Dycar decided to cull the entire room as a precautionary measure, resulting in the loss of about 200 plants and a small amount of equipment.
“We decided to discard a couple pumps and things that are difficult to clean the nooks and crannies,” he said.
“But, in general, all of the equipment was cleanable, and we used a fungicide on it to make it usable again.”
Strain attributed the outbreak to a contaminated plant brought into the facility.
“So immediately we stopped doing that, and my recommendation to any growers is, don’t bring in clones. … Clones come in, and you have a chance of bringing in a pathogen, period.”

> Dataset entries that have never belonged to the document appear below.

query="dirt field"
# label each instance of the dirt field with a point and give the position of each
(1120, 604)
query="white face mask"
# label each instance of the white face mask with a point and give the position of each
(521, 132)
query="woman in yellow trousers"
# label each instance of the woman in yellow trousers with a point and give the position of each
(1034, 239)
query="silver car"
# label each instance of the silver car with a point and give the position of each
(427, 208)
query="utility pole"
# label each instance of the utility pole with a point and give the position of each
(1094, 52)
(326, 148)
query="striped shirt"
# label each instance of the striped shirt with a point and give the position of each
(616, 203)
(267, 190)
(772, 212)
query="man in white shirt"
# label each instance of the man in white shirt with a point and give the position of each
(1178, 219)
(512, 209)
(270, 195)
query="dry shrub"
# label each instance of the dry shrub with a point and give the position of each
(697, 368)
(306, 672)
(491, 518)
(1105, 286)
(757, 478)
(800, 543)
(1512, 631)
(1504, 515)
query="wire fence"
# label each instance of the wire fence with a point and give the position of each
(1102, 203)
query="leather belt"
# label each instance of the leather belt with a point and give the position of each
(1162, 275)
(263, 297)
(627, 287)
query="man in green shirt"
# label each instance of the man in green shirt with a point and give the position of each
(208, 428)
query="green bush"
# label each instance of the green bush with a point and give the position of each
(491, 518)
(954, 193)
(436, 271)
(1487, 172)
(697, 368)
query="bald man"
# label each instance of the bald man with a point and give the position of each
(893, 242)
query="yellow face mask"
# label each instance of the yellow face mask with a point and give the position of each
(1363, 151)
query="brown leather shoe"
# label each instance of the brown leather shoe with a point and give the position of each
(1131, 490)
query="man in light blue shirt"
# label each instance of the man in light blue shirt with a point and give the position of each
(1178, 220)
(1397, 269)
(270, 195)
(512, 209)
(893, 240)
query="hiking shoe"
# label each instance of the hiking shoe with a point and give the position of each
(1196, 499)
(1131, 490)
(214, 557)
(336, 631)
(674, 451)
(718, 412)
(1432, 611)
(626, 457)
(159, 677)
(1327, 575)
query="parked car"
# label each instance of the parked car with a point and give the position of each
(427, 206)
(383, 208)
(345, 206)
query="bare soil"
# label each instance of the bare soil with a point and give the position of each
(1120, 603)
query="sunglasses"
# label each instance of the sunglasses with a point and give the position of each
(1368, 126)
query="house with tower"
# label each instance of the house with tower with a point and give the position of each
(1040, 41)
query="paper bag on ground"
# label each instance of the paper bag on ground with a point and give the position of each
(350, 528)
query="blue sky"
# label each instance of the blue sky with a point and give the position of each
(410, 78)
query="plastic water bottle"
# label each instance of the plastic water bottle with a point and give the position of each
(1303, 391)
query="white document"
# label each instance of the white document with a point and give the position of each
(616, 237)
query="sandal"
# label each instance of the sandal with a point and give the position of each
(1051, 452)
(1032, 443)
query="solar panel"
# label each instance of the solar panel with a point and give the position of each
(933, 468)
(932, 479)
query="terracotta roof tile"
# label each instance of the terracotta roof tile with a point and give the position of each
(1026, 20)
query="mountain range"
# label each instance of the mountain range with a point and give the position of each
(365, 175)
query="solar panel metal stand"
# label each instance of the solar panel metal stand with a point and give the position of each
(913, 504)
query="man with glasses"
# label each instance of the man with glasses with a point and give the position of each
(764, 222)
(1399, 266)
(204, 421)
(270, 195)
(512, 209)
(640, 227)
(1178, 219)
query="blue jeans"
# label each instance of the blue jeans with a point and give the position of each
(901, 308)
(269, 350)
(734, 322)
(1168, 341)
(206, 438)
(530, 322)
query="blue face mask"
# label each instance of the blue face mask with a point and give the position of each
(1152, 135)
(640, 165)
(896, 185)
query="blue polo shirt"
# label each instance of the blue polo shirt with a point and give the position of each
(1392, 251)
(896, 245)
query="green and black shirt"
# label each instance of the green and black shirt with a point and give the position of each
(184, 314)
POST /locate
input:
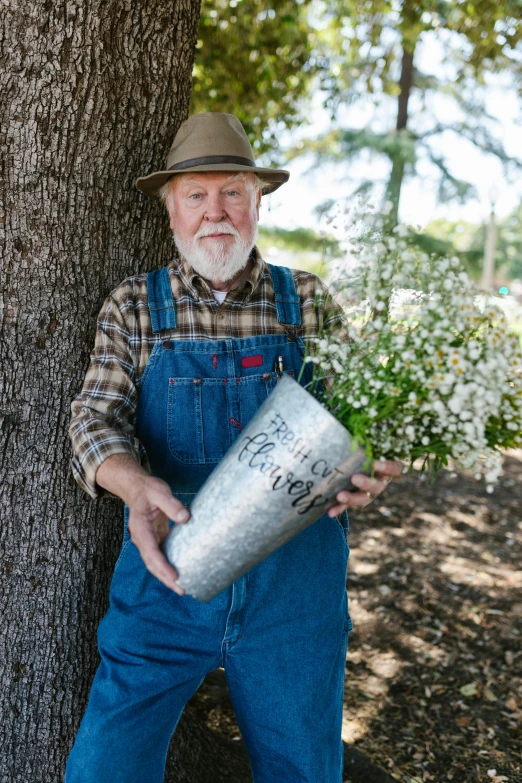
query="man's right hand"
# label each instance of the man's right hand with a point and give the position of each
(151, 505)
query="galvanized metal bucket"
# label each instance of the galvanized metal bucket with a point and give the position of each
(282, 474)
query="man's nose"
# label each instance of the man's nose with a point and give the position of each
(215, 209)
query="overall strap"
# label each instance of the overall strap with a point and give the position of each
(162, 306)
(288, 303)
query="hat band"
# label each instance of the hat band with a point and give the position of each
(209, 159)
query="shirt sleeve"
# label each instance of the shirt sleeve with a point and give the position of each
(103, 414)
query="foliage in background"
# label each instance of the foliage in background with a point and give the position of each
(300, 248)
(263, 60)
(467, 240)
(254, 59)
(373, 50)
(425, 367)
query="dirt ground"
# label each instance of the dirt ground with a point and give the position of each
(434, 669)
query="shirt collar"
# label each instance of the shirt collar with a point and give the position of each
(196, 285)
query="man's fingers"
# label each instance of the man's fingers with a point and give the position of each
(155, 561)
(355, 500)
(170, 506)
(375, 486)
(388, 468)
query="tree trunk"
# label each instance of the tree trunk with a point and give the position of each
(93, 93)
(393, 191)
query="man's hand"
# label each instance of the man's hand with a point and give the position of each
(369, 487)
(151, 505)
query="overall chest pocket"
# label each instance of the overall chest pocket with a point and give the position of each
(204, 415)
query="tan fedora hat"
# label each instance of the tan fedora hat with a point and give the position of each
(210, 141)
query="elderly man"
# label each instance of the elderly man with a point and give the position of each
(160, 406)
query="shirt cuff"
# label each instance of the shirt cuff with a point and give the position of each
(84, 472)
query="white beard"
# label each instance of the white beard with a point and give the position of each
(219, 262)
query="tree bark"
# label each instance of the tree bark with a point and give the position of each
(393, 191)
(93, 92)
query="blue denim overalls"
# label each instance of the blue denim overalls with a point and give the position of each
(280, 631)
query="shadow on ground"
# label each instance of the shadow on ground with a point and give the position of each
(434, 669)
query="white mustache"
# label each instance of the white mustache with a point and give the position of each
(219, 228)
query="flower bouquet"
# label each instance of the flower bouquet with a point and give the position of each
(426, 367)
(423, 369)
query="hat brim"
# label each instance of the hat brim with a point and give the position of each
(273, 178)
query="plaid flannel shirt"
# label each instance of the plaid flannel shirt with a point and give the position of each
(103, 414)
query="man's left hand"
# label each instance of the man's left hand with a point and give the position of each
(368, 488)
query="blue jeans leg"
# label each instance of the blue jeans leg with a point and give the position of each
(289, 709)
(156, 648)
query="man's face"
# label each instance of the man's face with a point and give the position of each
(214, 217)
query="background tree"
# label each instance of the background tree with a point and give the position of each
(373, 50)
(92, 96)
(255, 59)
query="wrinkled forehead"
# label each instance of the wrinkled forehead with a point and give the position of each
(213, 177)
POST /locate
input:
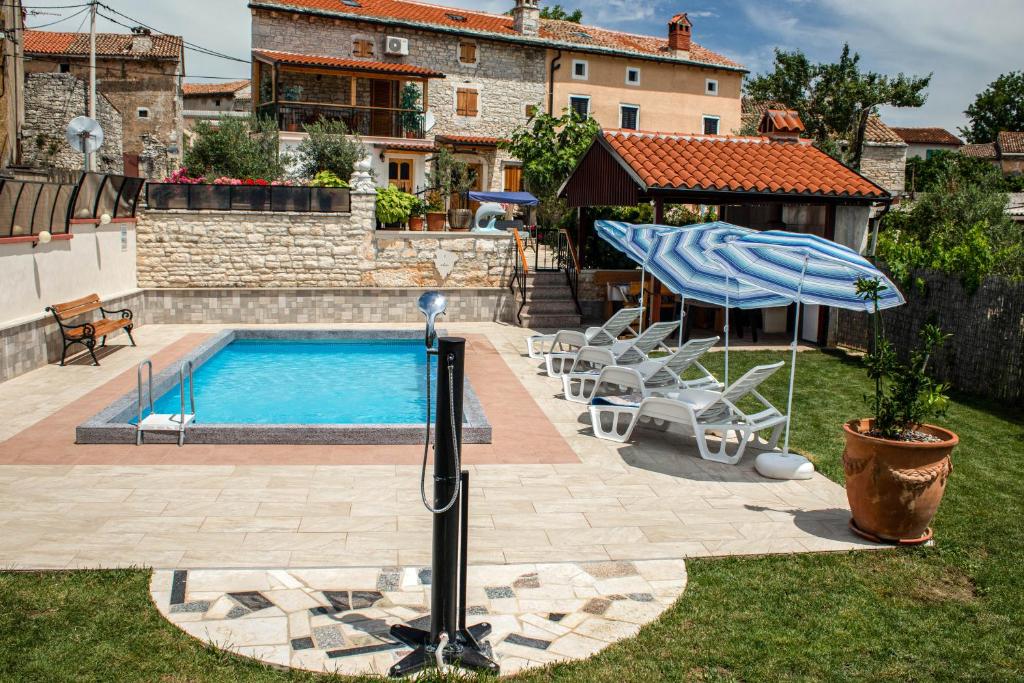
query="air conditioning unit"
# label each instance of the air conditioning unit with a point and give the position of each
(393, 45)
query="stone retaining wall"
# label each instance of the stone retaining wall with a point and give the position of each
(232, 249)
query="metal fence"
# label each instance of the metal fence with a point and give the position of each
(165, 196)
(31, 207)
(985, 355)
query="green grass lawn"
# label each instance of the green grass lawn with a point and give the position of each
(951, 611)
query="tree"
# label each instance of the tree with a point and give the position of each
(835, 100)
(328, 146)
(558, 12)
(998, 108)
(550, 147)
(236, 147)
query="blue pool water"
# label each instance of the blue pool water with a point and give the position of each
(254, 381)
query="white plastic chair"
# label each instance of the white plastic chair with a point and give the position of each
(654, 377)
(699, 412)
(540, 345)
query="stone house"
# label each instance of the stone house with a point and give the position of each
(209, 101)
(410, 77)
(139, 74)
(924, 142)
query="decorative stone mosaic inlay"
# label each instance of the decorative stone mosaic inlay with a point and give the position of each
(339, 620)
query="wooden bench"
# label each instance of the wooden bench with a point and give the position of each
(87, 333)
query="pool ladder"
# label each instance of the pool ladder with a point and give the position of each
(157, 422)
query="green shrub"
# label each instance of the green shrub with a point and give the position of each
(329, 146)
(393, 206)
(236, 147)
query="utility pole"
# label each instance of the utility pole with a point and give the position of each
(90, 158)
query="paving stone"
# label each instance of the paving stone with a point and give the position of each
(302, 643)
(252, 600)
(192, 607)
(536, 643)
(365, 599)
(339, 601)
(328, 636)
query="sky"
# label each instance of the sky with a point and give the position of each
(965, 44)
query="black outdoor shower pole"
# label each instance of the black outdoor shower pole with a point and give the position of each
(449, 641)
(444, 572)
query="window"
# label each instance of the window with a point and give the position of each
(399, 174)
(580, 104)
(467, 52)
(513, 179)
(363, 48)
(467, 101)
(629, 117)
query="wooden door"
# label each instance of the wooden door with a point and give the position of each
(382, 116)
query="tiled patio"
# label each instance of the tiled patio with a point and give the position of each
(546, 493)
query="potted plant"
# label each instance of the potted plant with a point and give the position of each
(393, 206)
(435, 212)
(411, 119)
(896, 464)
(419, 207)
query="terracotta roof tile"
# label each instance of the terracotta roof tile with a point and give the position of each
(927, 136)
(881, 133)
(1011, 142)
(465, 20)
(227, 88)
(479, 140)
(108, 44)
(736, 164)
(349, 65)
(982, 151)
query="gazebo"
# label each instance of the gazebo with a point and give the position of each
(771, 180)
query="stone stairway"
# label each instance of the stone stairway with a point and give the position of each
(549, 302)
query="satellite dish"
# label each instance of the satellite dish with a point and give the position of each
(84, 134)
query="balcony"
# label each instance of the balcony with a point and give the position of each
(367, 121)
(372, 98)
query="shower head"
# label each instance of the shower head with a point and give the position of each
(432, 304)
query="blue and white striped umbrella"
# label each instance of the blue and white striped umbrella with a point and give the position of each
(680, 261)
(808, 269)
(804, 267)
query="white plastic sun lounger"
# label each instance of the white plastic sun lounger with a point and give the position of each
(625, 352)
(650, 378)
(540, 345)
(699, 412)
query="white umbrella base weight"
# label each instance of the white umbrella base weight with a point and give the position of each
(783, 466)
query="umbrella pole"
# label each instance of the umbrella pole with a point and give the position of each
(793, 359)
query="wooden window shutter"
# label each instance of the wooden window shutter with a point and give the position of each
(467, 101)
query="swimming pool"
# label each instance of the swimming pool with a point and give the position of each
(298, 387)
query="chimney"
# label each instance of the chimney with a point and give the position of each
(526, 17)
(780, 125)
(679, 35)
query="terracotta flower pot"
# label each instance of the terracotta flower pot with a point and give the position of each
(435, 221)
(895, 487)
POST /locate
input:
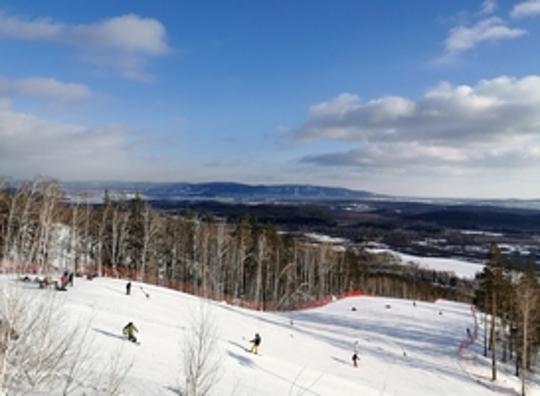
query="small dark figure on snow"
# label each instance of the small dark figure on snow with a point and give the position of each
(129, 331)
(355, 359)
(255, 343)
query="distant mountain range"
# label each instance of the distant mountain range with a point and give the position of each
(217, 191)
(239, 192)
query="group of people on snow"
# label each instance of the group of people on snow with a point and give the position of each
(60, 284)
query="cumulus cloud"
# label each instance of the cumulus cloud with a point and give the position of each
(464, 38)
(527, 8)
(488, 7)
(493, 124)
(123, 43)
(48, 88)
(30, 145)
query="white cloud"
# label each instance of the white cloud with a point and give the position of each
(123, 43)
(526, 9)
(43, 87)
(494, 124)
(488, 7)
(30, 145)
(463, 38)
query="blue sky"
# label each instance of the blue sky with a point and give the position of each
(403, 97)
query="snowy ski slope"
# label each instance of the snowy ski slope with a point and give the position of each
(404, 349)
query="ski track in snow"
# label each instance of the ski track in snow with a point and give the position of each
(404, 350)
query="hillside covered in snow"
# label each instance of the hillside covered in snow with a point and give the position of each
(405, 348)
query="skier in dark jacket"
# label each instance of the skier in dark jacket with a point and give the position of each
(355, 359)
(129, 331)
(255, 343)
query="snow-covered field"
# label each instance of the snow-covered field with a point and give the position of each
(404, 349)
(462, 268)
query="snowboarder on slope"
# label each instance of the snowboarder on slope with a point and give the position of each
(129, 331)
(255, 343)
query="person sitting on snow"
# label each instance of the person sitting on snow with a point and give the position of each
(255, 343)
(129, 331)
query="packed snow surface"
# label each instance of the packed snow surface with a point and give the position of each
(405, 348)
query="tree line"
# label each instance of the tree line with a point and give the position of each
(241, 260)
(510, 302)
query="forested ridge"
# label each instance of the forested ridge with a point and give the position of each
(242, 261)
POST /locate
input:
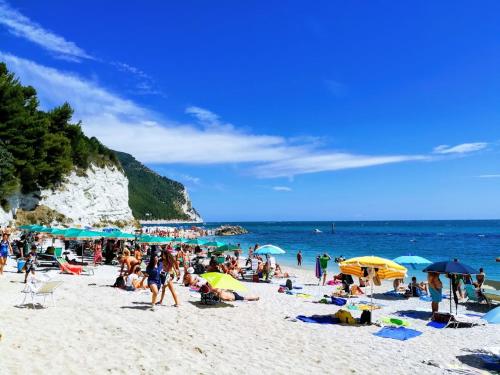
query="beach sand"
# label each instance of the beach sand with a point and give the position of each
(96, 329)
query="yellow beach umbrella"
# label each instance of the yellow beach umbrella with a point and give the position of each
(386, 268)
(223, 281)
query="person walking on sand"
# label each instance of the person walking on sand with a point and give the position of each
(153, 272)
(323, 262)
(435, 290)
(169, 266)
(5, 251)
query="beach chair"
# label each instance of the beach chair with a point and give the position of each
(44, 290)
(475, 295)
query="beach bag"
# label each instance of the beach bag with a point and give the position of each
(338, 301)
(345, 316)
(119, 282)
(366, 317)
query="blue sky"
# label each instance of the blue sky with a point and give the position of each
(282, 111)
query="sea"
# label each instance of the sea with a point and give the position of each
(474, 242)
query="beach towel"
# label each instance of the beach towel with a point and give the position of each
(319, 319)
(339, 301)
(397, 333)
(437, 325)
(395, 322)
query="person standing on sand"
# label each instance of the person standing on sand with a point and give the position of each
(5, 251)
(169, 265)
(435, 290)
(323, 262)
(153, 272)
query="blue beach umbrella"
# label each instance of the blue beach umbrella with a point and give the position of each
(452, 267)
(269, 250)
(493, 316)
(412, 260)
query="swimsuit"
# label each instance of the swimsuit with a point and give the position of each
(155, 276)
(436, 294)
(4, 249)
(237, 297)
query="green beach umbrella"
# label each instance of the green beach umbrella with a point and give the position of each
(214, 244)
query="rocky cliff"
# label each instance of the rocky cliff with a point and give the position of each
(155, 197)
(96, 196)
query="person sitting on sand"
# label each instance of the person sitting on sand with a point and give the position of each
(129, 261)
(133, 280)
(212, 265)
(480, 278)
(279, 273)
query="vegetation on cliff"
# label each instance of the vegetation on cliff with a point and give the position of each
(152, 196)
(38, 148)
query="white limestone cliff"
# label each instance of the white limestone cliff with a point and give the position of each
(99, 195)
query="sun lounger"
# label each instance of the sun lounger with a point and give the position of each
(43, 290)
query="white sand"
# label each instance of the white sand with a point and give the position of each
(96, 329)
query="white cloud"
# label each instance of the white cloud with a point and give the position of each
(21, 26)
(123, 125)
(489, 176)
(327, 162)
(463, 148)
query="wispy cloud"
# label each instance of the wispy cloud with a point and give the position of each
(124, 125)
(21, 26)
(463, 148)
(489, 176)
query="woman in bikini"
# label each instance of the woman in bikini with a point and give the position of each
(435, 290)
(169, 266)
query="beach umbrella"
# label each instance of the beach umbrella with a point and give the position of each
(412, 260)
(195, 241)
(269, 250)
(223, 281)
(386, 269)
(214, 244)
(451, 268)
(493, 316)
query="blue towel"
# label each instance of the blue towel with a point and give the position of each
(397, 333)
(437, 325)
(320, 319)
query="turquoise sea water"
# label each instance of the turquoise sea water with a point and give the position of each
(475, 242)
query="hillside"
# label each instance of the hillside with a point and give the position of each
(38, 149)
(152, 196)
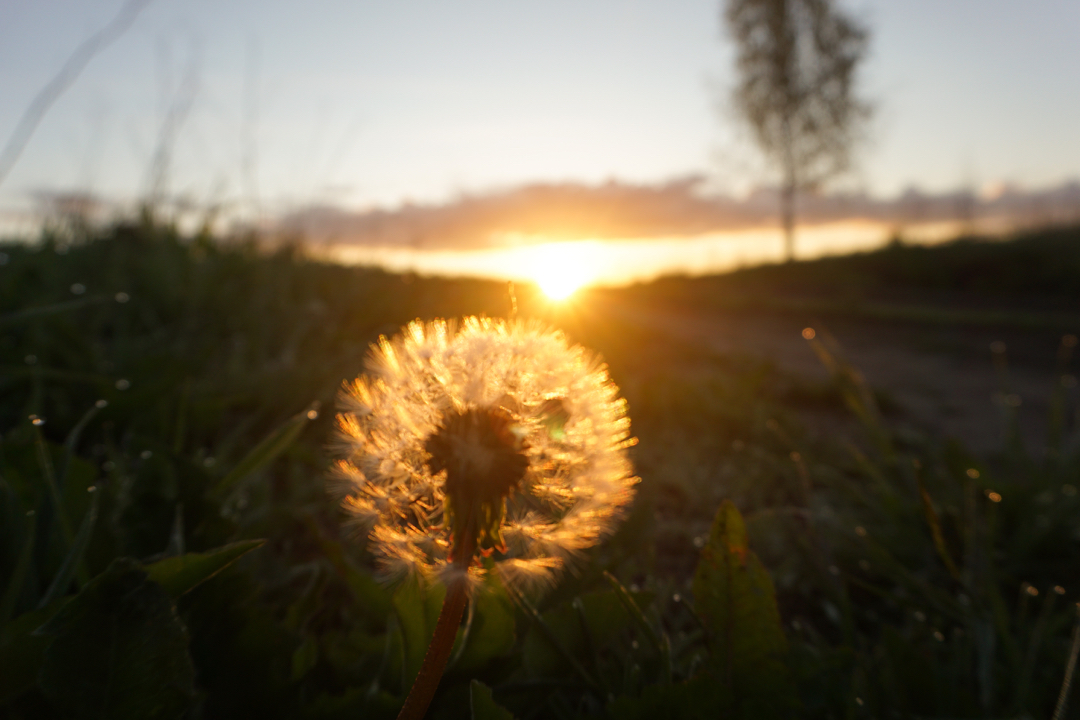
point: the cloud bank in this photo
(678, 208)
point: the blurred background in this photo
(502, 141)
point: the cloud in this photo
(677, 208)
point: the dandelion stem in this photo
(442, 641)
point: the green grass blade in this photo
(18, 574)
(183, 573)
(72, 439)
(50, 309)
(1070, 669)
(54, 491)
(273, 445)
(661, 646)
(63, 579)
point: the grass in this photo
(904, 587)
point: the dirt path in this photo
(942, 379)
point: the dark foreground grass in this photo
(912, 579)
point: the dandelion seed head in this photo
(505, 421)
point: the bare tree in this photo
(796, 62)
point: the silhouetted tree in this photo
(796, 63)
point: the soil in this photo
(944, 378)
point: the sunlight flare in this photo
(562, 269)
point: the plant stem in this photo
(442, 643)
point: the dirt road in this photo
(945, 379)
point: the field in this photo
(906, 475)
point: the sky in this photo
(364, 104)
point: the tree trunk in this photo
(787, 216)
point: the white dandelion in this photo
(496, 438)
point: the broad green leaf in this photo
(184, 572)
(483, 706)
(416, 607)
(118, 651)
(271, 446)
(734, 597)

“I’m a big fan of clean-room cultivation styles,” AessenceGrows’ Wrenn said, “and all of our successful cultivation partners are executing on that, the cleaning at the end of the cycles. … I’ve had people that have not been able to keep their facility clean, that have not been as successful.”
Rair’s Bogaert said that running cleaning solutions through the aeroponic system’s plumbing isn’t enough: Physical brushing is required to clean out built-up biofilm from root exudates and other plant material.
“As long as we have healthy stock, our cleaning procedures keep these machines totally clean,” he said.
Painstakingly maintaining an ultra-clean production environment has its advantages.
“We have zero microbials, every time,” Dycar’s Strain said.
“We don’t have to irradiate our cannabis, ever.”
Strain said aeroponic production is well-suited to cultivators trying to meet European Union Good Manufacturing Practice requirements or similarly stringent conditions.
“Our results are extraordinarily repeatable,” he said.
Still, those results require know-how: Strain said cannabis producers contemplating aeroponics should make sure they have staff who understand the system, because despite the automation, “it’s not set-it-and-forget-it.”
Strain likened aeroponic cultivation to a Ferrari.
“But if you want a Ferrari grow system,” he said, “you should have a Ferrari mechanic and a Ferrari driver, too.”